Another question that I asked myself was whether she was a peacemaker. It's not in Xanthe's nature to try to get everyone to get along, she has no interest in it and since she's usually and outsider and a troublemaker herself it's a bit self contradictory. However, there is a line where she refers to the group as some of the people she loves most in the world. She might consider this as a last ditch attempt at finding happiness or meaning in her life, and the trip most definitely means more to her than to some of the others.
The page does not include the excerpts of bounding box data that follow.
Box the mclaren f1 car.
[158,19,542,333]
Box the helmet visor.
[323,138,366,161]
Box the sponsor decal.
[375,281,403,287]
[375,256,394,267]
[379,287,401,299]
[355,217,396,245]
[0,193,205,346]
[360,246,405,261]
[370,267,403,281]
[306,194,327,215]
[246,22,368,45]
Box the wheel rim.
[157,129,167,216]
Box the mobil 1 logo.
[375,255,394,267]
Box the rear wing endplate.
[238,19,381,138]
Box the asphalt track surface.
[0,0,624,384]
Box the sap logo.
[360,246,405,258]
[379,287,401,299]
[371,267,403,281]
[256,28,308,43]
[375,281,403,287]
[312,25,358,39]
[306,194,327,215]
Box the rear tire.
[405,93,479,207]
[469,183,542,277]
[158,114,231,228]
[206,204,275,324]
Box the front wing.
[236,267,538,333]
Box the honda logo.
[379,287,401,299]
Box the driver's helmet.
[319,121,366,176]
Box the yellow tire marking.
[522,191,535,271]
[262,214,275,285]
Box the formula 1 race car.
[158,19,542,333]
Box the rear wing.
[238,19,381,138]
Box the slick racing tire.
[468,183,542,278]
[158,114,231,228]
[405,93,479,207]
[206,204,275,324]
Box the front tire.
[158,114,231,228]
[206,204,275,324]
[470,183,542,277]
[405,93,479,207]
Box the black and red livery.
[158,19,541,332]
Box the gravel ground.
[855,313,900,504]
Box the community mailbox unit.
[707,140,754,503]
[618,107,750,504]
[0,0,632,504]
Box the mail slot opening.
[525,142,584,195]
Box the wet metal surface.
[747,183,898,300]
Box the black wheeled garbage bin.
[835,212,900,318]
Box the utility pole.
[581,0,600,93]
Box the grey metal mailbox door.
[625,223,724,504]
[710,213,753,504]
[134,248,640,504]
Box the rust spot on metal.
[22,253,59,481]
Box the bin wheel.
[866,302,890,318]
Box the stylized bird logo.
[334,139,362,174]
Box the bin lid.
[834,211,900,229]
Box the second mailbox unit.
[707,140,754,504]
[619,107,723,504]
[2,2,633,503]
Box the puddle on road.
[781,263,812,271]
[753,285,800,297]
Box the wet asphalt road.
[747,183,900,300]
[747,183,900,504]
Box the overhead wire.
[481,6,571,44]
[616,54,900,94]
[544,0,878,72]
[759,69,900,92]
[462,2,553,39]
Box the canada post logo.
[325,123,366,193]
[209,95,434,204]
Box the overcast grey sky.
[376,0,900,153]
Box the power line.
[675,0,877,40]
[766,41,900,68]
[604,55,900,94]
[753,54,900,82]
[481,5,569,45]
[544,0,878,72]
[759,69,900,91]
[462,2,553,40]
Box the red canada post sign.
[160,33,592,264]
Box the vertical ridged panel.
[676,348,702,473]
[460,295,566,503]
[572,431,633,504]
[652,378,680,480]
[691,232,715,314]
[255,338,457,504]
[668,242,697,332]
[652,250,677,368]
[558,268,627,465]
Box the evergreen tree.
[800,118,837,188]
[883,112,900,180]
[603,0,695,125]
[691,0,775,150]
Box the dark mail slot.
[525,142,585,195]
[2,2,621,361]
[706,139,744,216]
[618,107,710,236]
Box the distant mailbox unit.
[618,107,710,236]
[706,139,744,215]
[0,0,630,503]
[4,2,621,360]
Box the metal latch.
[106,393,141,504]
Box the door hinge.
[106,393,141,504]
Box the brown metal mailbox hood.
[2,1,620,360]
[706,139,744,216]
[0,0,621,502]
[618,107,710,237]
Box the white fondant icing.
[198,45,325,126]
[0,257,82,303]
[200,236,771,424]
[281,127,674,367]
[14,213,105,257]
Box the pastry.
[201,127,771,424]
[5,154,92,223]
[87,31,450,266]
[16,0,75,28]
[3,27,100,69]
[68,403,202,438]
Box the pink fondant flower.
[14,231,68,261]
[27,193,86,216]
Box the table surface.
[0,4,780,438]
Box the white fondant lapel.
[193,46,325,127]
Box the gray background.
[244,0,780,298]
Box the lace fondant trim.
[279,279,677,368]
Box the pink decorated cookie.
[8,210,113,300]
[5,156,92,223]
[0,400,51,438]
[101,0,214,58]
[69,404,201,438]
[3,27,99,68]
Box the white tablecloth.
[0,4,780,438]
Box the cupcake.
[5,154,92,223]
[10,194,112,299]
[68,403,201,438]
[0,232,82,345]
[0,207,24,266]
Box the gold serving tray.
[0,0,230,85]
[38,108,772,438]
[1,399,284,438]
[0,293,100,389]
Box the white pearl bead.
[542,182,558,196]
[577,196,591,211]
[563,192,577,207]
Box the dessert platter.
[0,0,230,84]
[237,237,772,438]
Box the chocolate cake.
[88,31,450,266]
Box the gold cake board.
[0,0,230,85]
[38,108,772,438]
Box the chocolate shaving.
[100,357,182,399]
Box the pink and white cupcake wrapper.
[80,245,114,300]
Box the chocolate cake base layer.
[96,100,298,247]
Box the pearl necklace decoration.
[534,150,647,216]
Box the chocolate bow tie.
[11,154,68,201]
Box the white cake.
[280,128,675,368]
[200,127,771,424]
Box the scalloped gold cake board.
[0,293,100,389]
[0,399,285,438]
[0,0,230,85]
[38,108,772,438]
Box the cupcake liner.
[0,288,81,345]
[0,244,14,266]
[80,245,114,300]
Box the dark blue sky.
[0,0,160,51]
We began to question the dynamics of the group, it started out as a holiday that the best friends all go on yearly, however we decided as a group that perhaps actually they haven't even seen each other in a long time, maybe even a year. Are things still the same? Are they as close as they once were? Definitely for Rick, with his family and new job, he is beginning to move on with his life. Paige moves between friends a lot, she's definitely the least bothered about being there. Craig is delighted at the opportunity to sail, he is very attached to his friends however he, like Rick, is beginning to move on with his life and go his own way. Craig and Xanthe organised the trip, being the ones who have enough wealth and opportunity to be able to get hold of a yacht, however for Craig it's more for fun than to see his friends again, however he loves the idea of a yearly tradition where they all get to see each other again. Vera can sense that they aren't as close as they used to be, I think she is seeing this as a sort of test to see if they are as close as they once were. Xanthe feels the most strongly about them all, I think she considers them to be her foundation and she's in denial about the fact that they aren't as close as they once were, possibly why she comes over to join the argument between Craig and Rick, distraught at the appearance of cracks in the group. This will be incredibly difficult for her to come to terms with and could lead to some really interesting drama. 

I think that Heta and Jade need more dialogue, there is so much character between them that could be really fun to explore, I'd like to take time in the next session to elaborate on their characters and dialogue. I'd also like to look at why all of the group are on the trip and what they'd like to get out of it.